3

"Kıyamet gününün haberi sana geldi ya. Yüzler (vardır) o gün zelildir. Yorucu işler yapandır.

Bil ki, Cenâb-ı Hakk'ın, "Kıyamet gününün haberi sana geldi ya" ifadesi hakkında iki mesele vardır:

“Ğaşiye” Hakkında

Alimler, “Ğaşiye” ifadesi hakkında değişik görüşler zikretmişlerdir.

1) Bu, kıyamet günü olup, Cenâb-ı Hakk'ın, "Azabım onları bürüdüğü gün..." (Ankebût, 29/55) ifadesinden alınmadır. Kıyamet bu adla da adlandırılmıştır, çünkü, bir şeyi bütün cihetlerden kuşatan, onu bürümüş demektir. Kıyamet de, birkaç bakımdan böyledir:

a) Kıyamet, insanlara ansızın gelecektir. Bu, Cenâb-ı Hakk'ın, "Yoksa onlar, Allah'ın (o) bürüyen azabının kendilerine geleceğinden emin mi oldular" (Yusuf, 10/107) ayetinde olduğu gibidir.

b) Kıyamet, önceki ve sonraki bütün insanları kuşatacaktır.

c) Kıyamet, korku ve dehşetiyle, insanları bürüyecektir.

2) el-Gâşiye, ateş, cehennem ateşidir. Yani, "O ateş, kafirleri ve cehennemlikleri bürüyecektir. Nitekim Cenâb-ı Hak, "Yüzlerini ateş bürür..." (İbrahim, 14/50) ve "Üstlerinde örtüler vardır" (Araf, 7/41) buyurmuştur. Bu, Said İbn Cübeyr ile Mukâtil'in görüşüdür.

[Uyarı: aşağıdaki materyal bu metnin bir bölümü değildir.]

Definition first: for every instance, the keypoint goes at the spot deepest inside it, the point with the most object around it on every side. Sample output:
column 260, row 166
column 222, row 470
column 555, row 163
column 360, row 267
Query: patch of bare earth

3) el-Gâşiye, ateş ehli olup, bunlar ateşi bürüyecek ve onun içine düşeceklerdir. Bu görüşlerden birincisi doğruya daha yakındır. Çünkü bu takdire göre, mana şu şekilde olur: "Kıyamet gününde bazı insanlar bedbahtlık içinde, bazıları da saadet ve mutluluk içinde olur."

“Hel etâke” Hakkında

Cenâb-ı Hak, “Hel etâke” buyurmuştur. Bu böyledir, çünkü, Cenâb-ı Hak, Resulüne, hem kıyametin halleri hem de o andaki insanların halleri hususunda, kendisinin o kavminin ayrıntılarıyla bilemeyeceği şeyleri öğretmiştir. Çünkü akıl delalet etse bile, olsa olsa ancak, itaatkarların durumunun asilerin durumundan başka olacağına delalet edip, bunu anlayabilir. Bu tafsilatın keyfiyetine gelince, aklın bunları bilmesi mümkün değildir. İşte Cenâb-ı Hak, Hazret-i Peygamber (sallallahü aleyhi ve sellem)'e bu halleri ayrıntılı olarak öğretince, pek yerinde olarak, "Sana o kıyamet gününün haberi geldi değil mi?" buyurmuştur.

Bitkin, Perişan Yüzler

Cenâb-ı Hakk'ın, "Yüzler (vardır) o gün zelildir. Yorucu işler yapandır" ayetine gelince, bil ki bu, şakavet ehlinin tavsifidir. Bu hususta iki mesele vardır:

“Vucuhun” "Yüzler" Kelimesi Hakkında

“Vucuhun” "yüzler" kelimesiyle, onların sahipleri kastedilmektedir ki, bunlar da kafirlerdir. Bunun delili şudur: Cenâb-ı Hak, yüzleri, zelil olmakla, çalışıp didinip, yine de neticede yorulmakla nitelemiştir. Bunlar mükellefin sıfatlarıdır. Ancak ne var ki, zillet duygusu ve korku, yüzde belirir. İşte bu sebepledir ki, korkuyu yüze nisbet etmiştir. Bu, "Yüzler (vardır) o gün ter ü tazedir" (Kıyamet, 75/22) ayeti gibidir.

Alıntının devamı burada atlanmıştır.